The EU will provide €517 million of funding through programs run by the European Bank for Reconstruction and Development, the EBRD said. Of this, €143 million will directly support new EBRD projects with Ukrainian cities, with the remainder going to critical areas such as infrastructure and the energy sector.
Ukraine also received a €100 million loan from the Council of Europe Development Bank under a project designed to provide compensation for housing destroyed by hostilities.
The money is intended primarily to support the most vulnerable, such as people who lost their homes as well as those with disabilities and large families. Ukraine projects that some 2,000 families will receive new housing with the Council funds, the country’s infrastructure ministry said in a statement.
In its war against Ukraine, Russia has used energy as a weapon, Ukrainian President Volodymyr Zelenskyy told the Ukrainian Recovery Conference in Berlin on Tuesday. “We have already lost 80 percent of heat generation in Ukraine and a third of hydro energy generation,” he said.
Alongside the energy grid, the housing sector is massively suffering under Russia’s war, according to Ukraine’s infrastructure ministry.
The EBRD has significantly increased its financing for Kyiv during the war, providing more than €4 billion since Russia’s full-scale invasion in February 2022.
Ukraine’s recovery, however, will require far more, with rebuilding costs estimated at $486 billion over the next decade, or 2.8 times the country’s economic output in 2023, the Ukrainian government said in a report.
Under the agreements signed in Berlin, the EU will provide financial guarantees for EBRD programs in Ukraine: €140 million for financial inclusion, and €37 million for the SME Competitiveness and Inclusion Programme. Some €150 million in financial guarantees and €7.5 million in technical assistance will go to the Hi-Bar guarantee program, which supports the energy sector. The rest of the money will go to the EBRD’s Municipal, Infrastructure, and Industrial Resilience Programme.
Support for Ukraine’s battered regions was one of the top themes of the Berlin conference. The governors of key Ukrainian industrial centers and the mayors of frontline cities Mykolaiv, Kharkiv and Dnipro participated in conference panels June 11-12, many already having struck individual deals with the EBRD.
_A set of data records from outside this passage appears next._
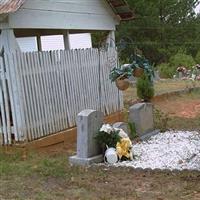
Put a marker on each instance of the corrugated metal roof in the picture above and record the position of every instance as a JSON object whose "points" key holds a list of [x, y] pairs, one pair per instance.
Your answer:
{"points": [[120, 7], [7, 6]]}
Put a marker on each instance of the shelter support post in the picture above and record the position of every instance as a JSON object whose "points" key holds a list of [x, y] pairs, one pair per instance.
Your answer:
{"points": [[66, 40], [111, 39]]}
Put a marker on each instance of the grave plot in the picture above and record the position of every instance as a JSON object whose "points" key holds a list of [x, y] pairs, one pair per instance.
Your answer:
{"points": [[170, 150]]}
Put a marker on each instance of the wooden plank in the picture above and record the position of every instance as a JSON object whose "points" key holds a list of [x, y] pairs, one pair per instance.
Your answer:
{"points": [[23, 86], [3, 112], [5, 102], [64, 106], [55, 60], [80, 6], [44, 19], [46, 93], [12, 92], [68, 136], [70, 91]]}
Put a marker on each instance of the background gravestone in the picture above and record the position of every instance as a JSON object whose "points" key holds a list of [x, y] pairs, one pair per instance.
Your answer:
{"points": [[141, 115], [88, 151]]}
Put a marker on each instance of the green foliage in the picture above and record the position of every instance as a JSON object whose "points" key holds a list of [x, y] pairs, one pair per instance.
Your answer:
{"points": [[181, 59], [145, 89], [110, 139], [197, 58], [161, 120], [165, 70], [122, 72], [132, 128], [160, 29]]}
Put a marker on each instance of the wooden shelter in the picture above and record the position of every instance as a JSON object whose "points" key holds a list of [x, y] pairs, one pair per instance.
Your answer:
{"points": [[21, 18], [24, 79]]}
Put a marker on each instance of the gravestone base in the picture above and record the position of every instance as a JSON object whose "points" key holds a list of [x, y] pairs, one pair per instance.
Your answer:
{"points": [[75, 160], [147, 135]]}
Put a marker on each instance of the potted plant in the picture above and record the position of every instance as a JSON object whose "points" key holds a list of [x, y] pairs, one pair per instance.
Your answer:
{"points": [[107, 136], [145, 89]]}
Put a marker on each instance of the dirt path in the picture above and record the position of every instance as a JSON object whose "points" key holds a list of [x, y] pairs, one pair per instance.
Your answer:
{"points": [[181, 108]]}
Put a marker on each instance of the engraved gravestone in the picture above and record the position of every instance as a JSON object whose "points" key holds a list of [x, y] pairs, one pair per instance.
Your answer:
{"points": [[88, 151]]}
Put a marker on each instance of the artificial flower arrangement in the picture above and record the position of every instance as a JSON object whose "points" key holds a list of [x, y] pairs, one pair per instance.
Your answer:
{"points": [[116, 138], [137, 68]]}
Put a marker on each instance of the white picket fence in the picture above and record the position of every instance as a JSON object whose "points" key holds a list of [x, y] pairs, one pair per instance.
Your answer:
{"points": [[41, 93]]}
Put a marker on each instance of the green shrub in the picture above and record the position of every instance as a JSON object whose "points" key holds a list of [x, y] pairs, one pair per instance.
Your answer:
{"points": [[166, 71], [181, 59], [145, 89]]}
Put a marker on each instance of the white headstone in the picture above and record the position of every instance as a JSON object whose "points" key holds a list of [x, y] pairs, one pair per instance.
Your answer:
{"points": [[88, 151]]}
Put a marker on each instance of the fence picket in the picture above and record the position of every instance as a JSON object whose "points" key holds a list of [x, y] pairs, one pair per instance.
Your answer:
{"points": [[54, 87]]}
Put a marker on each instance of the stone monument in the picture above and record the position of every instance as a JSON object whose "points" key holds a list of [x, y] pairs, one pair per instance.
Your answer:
{"points": [[88, 151]]}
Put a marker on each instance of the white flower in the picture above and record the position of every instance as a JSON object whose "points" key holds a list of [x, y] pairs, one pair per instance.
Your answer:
{"points": [[122, 133], [107, 128]]}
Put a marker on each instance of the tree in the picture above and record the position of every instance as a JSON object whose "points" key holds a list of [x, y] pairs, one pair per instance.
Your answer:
{"points": [[160, 29]]}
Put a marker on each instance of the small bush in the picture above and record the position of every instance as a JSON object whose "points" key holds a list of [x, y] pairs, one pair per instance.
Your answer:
{"points": [[165, 70], [145, 89]]}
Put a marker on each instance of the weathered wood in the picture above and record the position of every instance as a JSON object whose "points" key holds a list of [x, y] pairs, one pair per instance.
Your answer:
{"points": [[54, 87], [65, 14]]}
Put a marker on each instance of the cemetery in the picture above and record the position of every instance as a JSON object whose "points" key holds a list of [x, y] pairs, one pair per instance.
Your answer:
{"points": [[120, 120]]}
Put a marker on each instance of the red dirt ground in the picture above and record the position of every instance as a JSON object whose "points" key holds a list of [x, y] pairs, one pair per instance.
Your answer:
{"points": [[182, 108]]}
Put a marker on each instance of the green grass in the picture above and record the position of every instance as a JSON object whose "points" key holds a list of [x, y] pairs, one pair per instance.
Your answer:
{"points": [[160, 87], [45, 176]]}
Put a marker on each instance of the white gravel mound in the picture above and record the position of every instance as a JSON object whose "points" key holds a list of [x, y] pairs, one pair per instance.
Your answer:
{"points": [[170, 150]]}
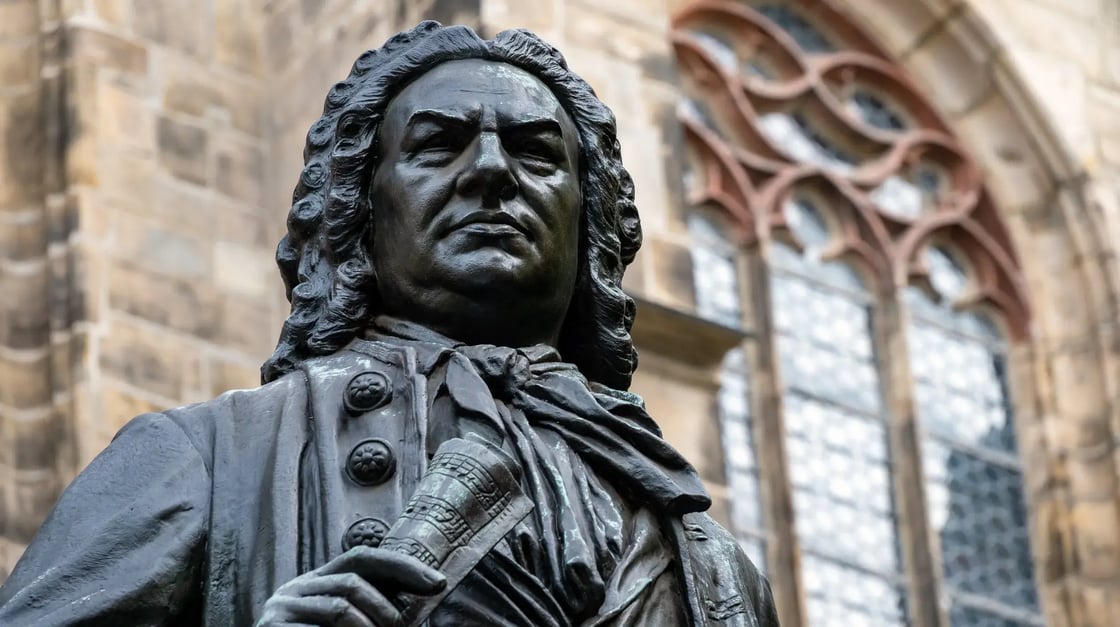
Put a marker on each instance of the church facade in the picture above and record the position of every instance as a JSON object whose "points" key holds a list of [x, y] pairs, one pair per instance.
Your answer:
{"points": [[877, 299]]}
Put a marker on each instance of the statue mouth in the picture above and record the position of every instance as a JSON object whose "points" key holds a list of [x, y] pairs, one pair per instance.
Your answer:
{"points": [[491, 224]]}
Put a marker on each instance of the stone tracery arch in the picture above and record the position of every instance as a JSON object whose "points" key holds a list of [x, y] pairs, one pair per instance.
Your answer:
{"points": [[987, 211]]}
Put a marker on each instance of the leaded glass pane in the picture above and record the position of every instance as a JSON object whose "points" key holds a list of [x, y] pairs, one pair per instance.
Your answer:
{"points": [[715, 274], [873, 110], [898, 197], [972, 474], [806, 222], [739, 454], [836, 436], [945, 274], [839, 596], [719, 48], [793, 134], [971, 616], [809, 38]]}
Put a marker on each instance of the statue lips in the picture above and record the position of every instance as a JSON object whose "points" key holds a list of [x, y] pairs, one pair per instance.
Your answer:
{"points": [[491, 224]]}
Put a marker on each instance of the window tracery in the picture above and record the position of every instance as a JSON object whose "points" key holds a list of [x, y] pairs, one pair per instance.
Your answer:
{"points": [[829, 166]]}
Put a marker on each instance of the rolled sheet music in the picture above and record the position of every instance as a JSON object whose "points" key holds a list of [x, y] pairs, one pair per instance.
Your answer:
{"points": [[468, 499]]}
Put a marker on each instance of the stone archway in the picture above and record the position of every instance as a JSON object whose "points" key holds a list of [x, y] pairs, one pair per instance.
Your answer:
{"points": [[1066, 375]]}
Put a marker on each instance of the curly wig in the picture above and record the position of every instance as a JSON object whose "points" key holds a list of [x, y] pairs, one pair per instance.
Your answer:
{"points": [[326, 256]]}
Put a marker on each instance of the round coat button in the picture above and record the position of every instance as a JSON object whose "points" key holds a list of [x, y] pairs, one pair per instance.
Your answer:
{"points": [[371, 462], [367, 532], [366, 392]]}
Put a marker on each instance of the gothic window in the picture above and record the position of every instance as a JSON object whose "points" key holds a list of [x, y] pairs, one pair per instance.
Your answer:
{"points": [[836, 217]]}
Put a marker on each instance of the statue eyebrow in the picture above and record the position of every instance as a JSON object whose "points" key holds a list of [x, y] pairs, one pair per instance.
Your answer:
{"points": [[534, 125], [441, 118]]}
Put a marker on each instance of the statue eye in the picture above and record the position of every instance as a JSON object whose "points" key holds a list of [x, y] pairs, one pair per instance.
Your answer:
{"points": [[442, 141], [537, 151]]}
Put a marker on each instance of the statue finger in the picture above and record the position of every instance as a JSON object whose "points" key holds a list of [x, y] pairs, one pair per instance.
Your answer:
{"points": [[360, 592], [381, 567], [323, 611]]}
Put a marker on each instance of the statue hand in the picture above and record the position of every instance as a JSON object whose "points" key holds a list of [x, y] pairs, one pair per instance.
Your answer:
{"points": [[352, 590]]}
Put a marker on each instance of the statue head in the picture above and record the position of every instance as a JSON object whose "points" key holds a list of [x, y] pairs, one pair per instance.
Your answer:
{"points": [[333, 252]]}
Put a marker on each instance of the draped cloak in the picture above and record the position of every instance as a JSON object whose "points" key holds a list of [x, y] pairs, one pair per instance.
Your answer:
{"points": [[195, 515]]}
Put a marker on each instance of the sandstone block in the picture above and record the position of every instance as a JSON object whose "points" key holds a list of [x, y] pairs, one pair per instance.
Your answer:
{"points": [[105, 50], [18, 19], [120, 405], [25, 236], [25, 382], [36, 442], [248, 326], [31, 495], [193, 89], [183, 150], [670, 280], [24, 308], [162, 249], [244, 270], [183, 305], [149, 357], [21, 150], [239, 169], [239, 36], [227, 375], [183, 25], [1097, 537], [19, 64]]}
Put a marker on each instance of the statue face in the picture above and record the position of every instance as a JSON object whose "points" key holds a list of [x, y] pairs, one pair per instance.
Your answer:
{"points": [[476, 189]]}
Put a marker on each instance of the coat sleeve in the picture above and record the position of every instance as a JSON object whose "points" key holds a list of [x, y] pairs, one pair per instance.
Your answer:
{"points": [[124, 543]]}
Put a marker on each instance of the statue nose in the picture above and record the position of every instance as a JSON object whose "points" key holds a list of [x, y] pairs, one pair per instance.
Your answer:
{"points": [[488, 174]]}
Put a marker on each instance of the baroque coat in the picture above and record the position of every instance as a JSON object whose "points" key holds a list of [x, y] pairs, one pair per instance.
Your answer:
{"points": [[196, 515]]}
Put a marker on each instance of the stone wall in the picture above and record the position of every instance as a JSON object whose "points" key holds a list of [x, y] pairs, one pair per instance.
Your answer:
{"points": [[148, 150], [1030, 85]]}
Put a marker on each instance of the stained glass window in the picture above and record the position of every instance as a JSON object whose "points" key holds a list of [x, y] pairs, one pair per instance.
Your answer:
{"points": [[739, 457], [836, 432], [843, 175], [973, 477]]}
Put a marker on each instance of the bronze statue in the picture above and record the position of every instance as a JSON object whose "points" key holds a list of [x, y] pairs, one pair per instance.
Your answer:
{"points": [[444, 434]]}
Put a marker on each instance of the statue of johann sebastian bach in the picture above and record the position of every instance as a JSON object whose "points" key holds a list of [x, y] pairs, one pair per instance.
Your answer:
{"points": [[444, 436]]}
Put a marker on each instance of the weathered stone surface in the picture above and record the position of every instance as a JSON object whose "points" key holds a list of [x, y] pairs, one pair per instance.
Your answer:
{"points": [[239, 169], [239, 36], [184, 25], [149, 357], [106, 50], [182, 305], [183, 150]]}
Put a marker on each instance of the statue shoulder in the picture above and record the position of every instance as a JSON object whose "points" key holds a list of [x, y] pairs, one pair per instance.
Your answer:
{"points": [[729, 588]]}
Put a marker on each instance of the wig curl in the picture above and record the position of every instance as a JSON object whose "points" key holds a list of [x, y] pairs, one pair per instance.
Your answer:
{"points": [[326, 261]]}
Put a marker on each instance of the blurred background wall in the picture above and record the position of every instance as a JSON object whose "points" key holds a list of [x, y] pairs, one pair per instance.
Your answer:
{"points": [[877, 297]]}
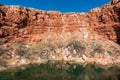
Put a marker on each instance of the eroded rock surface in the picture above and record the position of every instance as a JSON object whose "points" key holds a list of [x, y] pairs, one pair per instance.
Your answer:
{"points": [[90, 37]]}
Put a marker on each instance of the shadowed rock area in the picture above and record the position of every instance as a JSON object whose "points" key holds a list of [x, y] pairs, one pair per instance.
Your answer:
{"points": [[28, 35]]}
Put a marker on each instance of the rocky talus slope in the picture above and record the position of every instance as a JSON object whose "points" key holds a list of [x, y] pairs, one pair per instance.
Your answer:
{"points": [[28, 35]]}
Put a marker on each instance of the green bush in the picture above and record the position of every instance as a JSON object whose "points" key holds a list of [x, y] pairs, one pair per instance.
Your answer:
{"points": [[97, 48], [76, 46]]}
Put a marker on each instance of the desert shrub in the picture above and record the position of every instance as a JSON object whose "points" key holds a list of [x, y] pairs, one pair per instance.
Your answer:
{"points": [[76, 46], [2, 51], [19, 49], [97, 48], [113, 51]]}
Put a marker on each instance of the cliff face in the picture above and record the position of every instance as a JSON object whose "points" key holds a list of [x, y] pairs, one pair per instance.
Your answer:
{"points": [[79, 37], [21, 24]]}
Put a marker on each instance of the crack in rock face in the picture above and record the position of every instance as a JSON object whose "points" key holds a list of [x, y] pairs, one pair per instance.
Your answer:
{"points": [[37, 36]]}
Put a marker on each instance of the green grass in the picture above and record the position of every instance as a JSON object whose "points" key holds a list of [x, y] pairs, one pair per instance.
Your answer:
{"points": [[57, 71]]}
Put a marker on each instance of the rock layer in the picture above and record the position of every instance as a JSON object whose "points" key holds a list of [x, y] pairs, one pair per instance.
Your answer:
{"points": [[92, 37]]}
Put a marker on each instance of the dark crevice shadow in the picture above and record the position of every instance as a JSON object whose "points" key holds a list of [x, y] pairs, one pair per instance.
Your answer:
{"points": [[117, 31]]}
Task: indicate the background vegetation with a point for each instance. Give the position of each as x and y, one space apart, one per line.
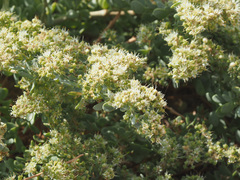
159 100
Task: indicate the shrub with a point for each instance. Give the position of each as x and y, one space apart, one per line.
105 120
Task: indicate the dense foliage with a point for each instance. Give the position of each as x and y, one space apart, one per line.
160 100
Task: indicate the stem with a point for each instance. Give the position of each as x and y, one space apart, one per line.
68 162
173 111
110 25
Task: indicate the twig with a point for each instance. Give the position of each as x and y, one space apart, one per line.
132 39
174 112
105 12
111 23
74 159
36 175
68 162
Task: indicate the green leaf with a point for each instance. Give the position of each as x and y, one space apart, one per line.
103 3
227 108
238 135
217 99
139 152
160 13
208 96
31 118
159 4
213 118
98 107
3 93
138 7
200 87
236 89
237 111
108 108
175 4
226 96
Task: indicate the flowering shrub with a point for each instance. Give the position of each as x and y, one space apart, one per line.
103 118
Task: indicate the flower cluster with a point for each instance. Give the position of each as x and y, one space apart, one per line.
144 108
3 149
198 16
29 103
110 69
190 57
98 157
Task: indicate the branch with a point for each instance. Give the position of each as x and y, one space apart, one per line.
110 25
173 111
36 175
105 12
68 162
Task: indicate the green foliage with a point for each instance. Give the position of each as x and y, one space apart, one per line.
103 106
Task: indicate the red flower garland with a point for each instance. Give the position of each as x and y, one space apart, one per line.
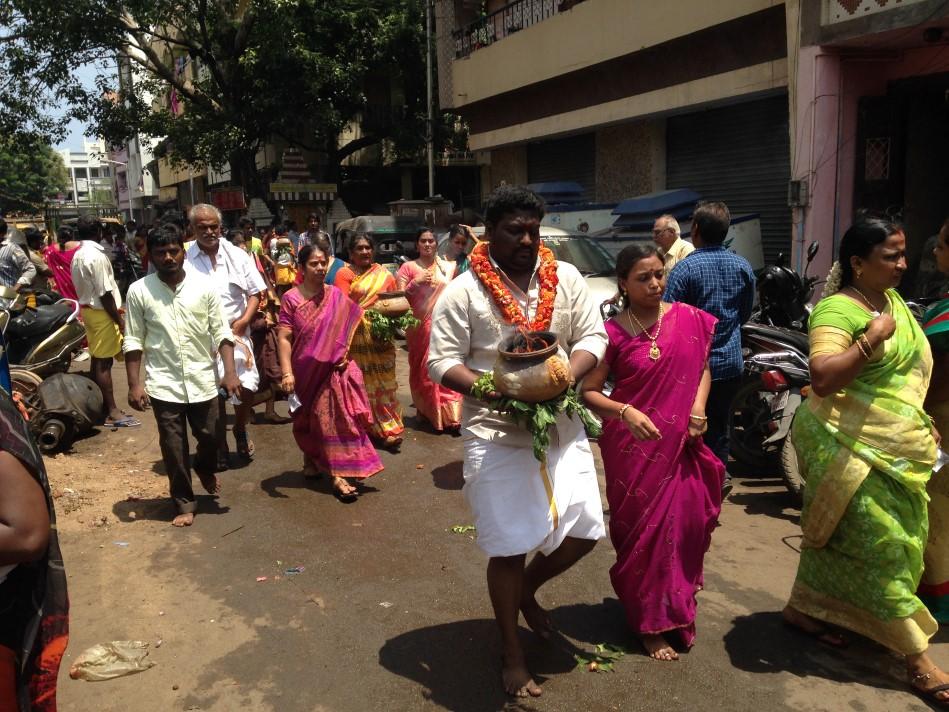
505 301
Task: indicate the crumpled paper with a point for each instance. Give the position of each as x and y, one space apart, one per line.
106 661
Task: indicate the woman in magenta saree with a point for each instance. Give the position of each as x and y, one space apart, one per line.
424 280
663 484
316 326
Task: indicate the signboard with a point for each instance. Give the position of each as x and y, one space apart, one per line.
228 199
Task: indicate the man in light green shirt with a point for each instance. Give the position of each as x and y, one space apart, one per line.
176 322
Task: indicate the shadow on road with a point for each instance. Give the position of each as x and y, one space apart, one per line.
161 509
458 664
761 643
449 476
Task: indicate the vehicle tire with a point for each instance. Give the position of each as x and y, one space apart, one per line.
791 471
26 385
748 420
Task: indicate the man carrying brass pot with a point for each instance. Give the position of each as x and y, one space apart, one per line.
520 505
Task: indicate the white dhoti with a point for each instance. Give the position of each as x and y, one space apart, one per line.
521 505
244 363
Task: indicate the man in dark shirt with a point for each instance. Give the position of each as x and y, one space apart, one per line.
722 283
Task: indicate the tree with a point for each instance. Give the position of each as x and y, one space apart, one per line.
30 173
240 72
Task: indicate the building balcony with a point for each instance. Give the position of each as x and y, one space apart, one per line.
512 18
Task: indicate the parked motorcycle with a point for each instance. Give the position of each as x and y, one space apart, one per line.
776 351
40 342
41 339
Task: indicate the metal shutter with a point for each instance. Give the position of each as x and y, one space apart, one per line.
564 159
740 155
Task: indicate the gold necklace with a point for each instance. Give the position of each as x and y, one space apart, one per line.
654 352
873 309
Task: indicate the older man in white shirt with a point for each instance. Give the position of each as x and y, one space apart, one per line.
239 285
668 236
175 322
520 505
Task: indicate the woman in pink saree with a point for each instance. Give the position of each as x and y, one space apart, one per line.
423 281
663 484
59 258
316 326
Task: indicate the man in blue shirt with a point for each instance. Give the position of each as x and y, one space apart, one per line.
722 283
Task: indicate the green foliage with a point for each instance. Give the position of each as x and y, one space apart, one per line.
30 173
382 327
254 70
538 418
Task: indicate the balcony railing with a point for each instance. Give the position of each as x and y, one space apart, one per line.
513 17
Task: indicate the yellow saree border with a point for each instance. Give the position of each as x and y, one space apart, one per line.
908 636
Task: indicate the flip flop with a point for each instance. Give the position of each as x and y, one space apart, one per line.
127 422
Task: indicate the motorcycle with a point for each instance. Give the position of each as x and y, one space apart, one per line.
40 339
39 344
776 349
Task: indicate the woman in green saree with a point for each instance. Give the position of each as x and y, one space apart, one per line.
934 589
866 447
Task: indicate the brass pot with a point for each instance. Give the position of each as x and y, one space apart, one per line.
532 376
392 304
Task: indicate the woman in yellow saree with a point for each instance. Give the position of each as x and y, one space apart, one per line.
362 281
866 448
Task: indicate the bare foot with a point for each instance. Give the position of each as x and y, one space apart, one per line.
537 619
813 627
211 484
925 676
517 680
658 648
343 488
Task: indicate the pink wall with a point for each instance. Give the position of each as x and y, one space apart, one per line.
829 87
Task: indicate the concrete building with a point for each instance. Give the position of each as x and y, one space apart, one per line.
90 178
626 97
870 118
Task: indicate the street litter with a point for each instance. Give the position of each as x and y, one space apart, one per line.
110 660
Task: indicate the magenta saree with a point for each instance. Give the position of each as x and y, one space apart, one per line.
330 426
437 404
664 495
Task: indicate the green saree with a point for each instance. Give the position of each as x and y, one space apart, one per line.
934 589
867 453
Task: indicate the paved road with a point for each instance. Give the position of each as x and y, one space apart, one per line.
391 610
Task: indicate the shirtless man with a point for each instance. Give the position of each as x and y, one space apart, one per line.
520 505
170 316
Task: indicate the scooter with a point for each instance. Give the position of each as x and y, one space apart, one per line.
775 347
40 339
41 343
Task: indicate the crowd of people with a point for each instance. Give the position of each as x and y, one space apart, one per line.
219 319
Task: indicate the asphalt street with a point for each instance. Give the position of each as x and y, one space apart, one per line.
390 610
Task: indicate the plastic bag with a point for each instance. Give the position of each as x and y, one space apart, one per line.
109 660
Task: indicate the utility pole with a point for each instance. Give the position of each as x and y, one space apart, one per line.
430 123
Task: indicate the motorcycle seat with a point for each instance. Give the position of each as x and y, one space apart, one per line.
795 338
41 321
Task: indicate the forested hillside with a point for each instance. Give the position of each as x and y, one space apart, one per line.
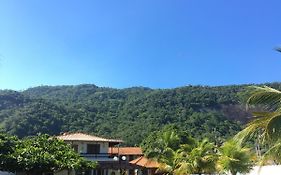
130 114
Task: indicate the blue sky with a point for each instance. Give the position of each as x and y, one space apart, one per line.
152 43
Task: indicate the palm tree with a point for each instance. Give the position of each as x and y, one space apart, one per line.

The EBRD also signed a pre-financing agreement with Kharkiv as well as similar agreements with Kryvyi Rih and Kyiv, totaling €87 million for the three cities.
“All the loans Ukrainian cities will get are supposed to ensure uninterrupted access to vital infrastructure services and mitigate the impact of war, including recent attacks on municipal heating and energy infrastructure,” the bank said.